第7話
師はひどい糞詰まりなのではないか。
三人の旅もひと月が過ぎ、ふた月が過ぎ、やがてアグラハヤナ月になった頃、はたと商人はそう思い至ったのである。つまり便秘である。四肢をバラバラしても顔色ひとつ変えない師であろうとも便秘に苦しむことはあろう。商人は都合よくそう思い込んだ。
ところで遍歴の果てに三人は、またコルカタに戻ることがあった。
随分を家を空けていた商人は、郷愁と不安に駆られて、無能な息子が家業を切りまわせるはずもなく、さぞかし店は傾いているだろうと顔を出してみるとなんと食料品店はいっそう立派な大型店へと様変わりしていたのであった。さてはやり手の資本家に騙し取られたのだろうと暗澹とした気分になったところ、オフィスでテキパキと立ち働く息子の姿を認めることができた。どうやら慈悲にすがって一従業員として拾ってもらったようである。

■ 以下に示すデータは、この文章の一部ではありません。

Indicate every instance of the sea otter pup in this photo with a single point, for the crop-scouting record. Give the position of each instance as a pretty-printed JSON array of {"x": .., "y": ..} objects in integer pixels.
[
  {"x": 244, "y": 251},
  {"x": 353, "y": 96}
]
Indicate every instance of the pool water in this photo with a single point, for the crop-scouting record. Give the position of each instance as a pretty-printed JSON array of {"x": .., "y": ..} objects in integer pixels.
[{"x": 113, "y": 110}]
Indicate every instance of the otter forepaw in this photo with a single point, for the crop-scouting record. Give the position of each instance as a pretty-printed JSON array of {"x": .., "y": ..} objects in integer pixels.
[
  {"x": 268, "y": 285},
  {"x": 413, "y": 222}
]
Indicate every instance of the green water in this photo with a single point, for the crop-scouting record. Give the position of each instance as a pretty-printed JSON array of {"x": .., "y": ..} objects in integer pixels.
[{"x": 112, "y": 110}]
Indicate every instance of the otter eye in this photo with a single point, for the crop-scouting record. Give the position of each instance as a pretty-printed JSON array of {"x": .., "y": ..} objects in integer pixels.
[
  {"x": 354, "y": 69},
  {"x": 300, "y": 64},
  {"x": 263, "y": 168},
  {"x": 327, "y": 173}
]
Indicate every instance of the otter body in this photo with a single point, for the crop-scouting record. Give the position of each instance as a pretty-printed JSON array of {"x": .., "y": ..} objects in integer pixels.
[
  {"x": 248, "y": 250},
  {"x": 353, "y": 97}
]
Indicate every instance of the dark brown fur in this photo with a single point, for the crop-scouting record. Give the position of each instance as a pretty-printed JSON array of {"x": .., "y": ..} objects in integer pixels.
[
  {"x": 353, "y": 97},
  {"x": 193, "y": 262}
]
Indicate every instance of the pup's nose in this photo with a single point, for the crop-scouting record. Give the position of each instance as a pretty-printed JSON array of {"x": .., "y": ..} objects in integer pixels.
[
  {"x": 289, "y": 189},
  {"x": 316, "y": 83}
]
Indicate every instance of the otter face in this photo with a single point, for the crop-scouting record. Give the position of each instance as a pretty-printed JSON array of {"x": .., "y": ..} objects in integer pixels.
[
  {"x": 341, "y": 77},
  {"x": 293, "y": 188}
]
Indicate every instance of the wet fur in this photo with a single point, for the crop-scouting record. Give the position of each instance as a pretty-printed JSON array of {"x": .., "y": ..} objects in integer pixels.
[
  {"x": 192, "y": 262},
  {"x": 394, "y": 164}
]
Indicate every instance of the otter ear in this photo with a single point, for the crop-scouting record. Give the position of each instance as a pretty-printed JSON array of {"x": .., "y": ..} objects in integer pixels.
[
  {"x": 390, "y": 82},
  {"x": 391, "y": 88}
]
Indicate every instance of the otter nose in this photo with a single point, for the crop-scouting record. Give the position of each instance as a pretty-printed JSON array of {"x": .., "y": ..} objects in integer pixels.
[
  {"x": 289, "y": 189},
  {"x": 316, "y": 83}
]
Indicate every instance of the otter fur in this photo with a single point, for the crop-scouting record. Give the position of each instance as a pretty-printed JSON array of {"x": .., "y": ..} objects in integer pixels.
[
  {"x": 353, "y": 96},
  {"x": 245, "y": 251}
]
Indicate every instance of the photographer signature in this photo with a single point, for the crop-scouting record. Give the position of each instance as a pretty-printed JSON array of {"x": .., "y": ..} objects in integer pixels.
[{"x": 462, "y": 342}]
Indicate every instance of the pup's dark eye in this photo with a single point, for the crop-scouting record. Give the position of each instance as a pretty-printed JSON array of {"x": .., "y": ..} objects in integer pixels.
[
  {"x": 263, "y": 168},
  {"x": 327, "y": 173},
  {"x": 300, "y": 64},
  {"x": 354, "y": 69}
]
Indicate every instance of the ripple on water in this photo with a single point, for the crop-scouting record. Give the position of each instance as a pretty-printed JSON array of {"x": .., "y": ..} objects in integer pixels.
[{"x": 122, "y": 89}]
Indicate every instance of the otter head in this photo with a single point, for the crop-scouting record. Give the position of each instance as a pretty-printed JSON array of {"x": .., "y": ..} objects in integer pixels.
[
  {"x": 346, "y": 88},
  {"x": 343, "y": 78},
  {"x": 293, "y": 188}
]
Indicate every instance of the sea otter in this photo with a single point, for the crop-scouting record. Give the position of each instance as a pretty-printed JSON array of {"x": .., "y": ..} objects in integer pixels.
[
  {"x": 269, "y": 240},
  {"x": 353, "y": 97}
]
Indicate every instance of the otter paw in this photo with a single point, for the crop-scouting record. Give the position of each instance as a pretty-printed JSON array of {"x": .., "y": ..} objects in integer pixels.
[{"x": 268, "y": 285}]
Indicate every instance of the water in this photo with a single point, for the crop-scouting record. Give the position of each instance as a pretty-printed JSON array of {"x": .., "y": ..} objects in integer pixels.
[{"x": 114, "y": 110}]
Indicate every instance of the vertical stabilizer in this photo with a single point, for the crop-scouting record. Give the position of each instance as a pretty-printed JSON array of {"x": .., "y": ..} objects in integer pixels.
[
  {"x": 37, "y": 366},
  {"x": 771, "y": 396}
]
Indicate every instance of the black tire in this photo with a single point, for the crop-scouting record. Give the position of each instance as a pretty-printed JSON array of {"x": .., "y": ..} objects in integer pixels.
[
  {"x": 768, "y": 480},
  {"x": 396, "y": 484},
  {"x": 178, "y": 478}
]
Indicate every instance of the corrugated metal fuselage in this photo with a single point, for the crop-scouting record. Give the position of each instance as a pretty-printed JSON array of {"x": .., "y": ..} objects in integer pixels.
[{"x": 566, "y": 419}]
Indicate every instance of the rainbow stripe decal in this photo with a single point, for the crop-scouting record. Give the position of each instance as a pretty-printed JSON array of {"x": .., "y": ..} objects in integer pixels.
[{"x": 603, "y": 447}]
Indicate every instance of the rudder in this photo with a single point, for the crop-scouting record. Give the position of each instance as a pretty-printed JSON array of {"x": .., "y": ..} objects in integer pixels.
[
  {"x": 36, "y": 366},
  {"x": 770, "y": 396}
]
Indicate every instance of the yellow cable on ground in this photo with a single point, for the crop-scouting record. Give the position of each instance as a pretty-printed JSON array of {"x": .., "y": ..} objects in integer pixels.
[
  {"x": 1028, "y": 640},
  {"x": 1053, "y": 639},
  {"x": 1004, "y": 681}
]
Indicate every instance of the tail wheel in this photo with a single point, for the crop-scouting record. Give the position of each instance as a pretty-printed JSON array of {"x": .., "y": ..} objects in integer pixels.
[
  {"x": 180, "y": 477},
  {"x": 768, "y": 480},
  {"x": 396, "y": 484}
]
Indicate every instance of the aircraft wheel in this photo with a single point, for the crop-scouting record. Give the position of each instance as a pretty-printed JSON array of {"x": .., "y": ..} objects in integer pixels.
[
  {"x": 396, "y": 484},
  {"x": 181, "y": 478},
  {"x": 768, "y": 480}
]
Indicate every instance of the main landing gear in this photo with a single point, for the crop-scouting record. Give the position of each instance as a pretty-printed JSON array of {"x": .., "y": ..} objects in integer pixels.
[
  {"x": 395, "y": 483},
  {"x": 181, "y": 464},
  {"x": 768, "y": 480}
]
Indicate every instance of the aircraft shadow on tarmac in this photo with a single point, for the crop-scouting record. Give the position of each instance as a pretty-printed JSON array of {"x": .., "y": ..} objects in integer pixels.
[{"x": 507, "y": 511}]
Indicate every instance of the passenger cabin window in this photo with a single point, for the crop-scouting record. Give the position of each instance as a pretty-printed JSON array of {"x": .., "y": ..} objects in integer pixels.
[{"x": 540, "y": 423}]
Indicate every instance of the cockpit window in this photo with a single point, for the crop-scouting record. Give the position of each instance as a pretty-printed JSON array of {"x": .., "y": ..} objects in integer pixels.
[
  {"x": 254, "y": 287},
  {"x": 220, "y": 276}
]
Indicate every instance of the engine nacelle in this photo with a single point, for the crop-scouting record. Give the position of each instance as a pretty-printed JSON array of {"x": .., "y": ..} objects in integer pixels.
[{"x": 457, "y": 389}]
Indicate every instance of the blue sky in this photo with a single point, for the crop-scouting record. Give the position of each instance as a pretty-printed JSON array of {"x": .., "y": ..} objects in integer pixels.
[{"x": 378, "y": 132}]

「お父さん。無事でしたか。その姿はまるで行者のようではないですか」
「息子よ、これはなんという有様だ。店を取られたのだな。誰の仕業かは知らんが、儂は戻ってきたからにはきっと奪い返してやろう」
「いいえ。ここはれっきとした我々の店です。お父さんが消息を絶ってから、僕はずっと温めていた自分なりの経営方法を思い切って試してみたんです。安売りセールや在庫管理のやり方なんかですが。そうしたらこれが見事に当たりました。いまはコルカタ一番の大店です」
「まさか。おまえのようなボンクラが!?」
わらわらと従業員たちも集まってきた。見知った顔もあれば、誰とわからぬ者もあった。迷い込んだ物乞いだと摘まみだそうと申し出た強面の男もいたが、息子が事情を説明すると渋々と胡散臭げに引き下がった。
「ともかく店は順調です。お父さんは巡礼の旅をお続けになって構いません。とにかくご無事だったことは喜びに絶えません。お母さんも心配していました。一刻も早く顔を出してあげてください」
ひっしと抱き合う父子だったが、息子の表情に一抹の険しさが過ったのを商人は見逃さなかった。ここでは自分はもう邪魔者なのだとはっきりと商人は認識した。金儲けの才覚ならコルカタに右に出る者なしと自負していたのだったが――この帰郷はいささか商人の誇りを傷つけた――すぐに気を取り直して家長の威厳を見せつける。
「まあいい。これより師を我が家に逗留して頂く。失礼のないようにしろよ」
見ておれ。ちまちまと大根だのパパイヤだのを売っている時世ではない。おまえのような若造が腰を抜かすくらい稼いでやろう。なにしろ、儂は黄金を生み出せる奇跡を手中にしかけているのだ。
「とにかく下っ端にセンナの実を買いにいかせろ」
センナの実には、下剤としての効用がある。これを食後のハーブティーに入れてやればいかな糞詰まりの師とて、たちどころに便意を催すであろう。
「センナの実ならうちの店にもありますよ。おい、お父さんに包んで持たせてやってくれ」
とさっきの強面に命じる。息子の前では、熊のような大男が仔犬のように従順になるところも憎たらしい。確かに息子の物腰態度は以前とまったく違った。輝くような自信に満ちており、静かな落ち着きもある。いくらか恰幅のよくなった胴回りをシルクのドーティが包んでいた。
「そんなものまで扱っているのか?」
「多角経営です。この店に来れば、あちこち行かなくともなんでも揃う。便利でしょう」
「むぅ」と商人は唸った。
血と汗の賜物であるはずの我が城は、いまやひどく居心地は悪かった。
これではまだ師やアクシャイと寝床にした幽霊の出そうな廃屋のほうがよほど心休まるというものだ。この店の配管やレジスターや値札などのひとつひとつが、こう叫んでいた。おまえなどお呼びじゃない、と。老いたガチョウは固く筋張って食うにも適さない。
たっぷりのセンナの実を胸に抱いた商人は悄然とかつての居城を後にすると、外で待っていたアクシャイに声をかけた。
「うちに行こう。師を呼んできてくれ」
アクシャイはしょんぼりと元気のない商人の顔を覗き込むと、慰めるように言った。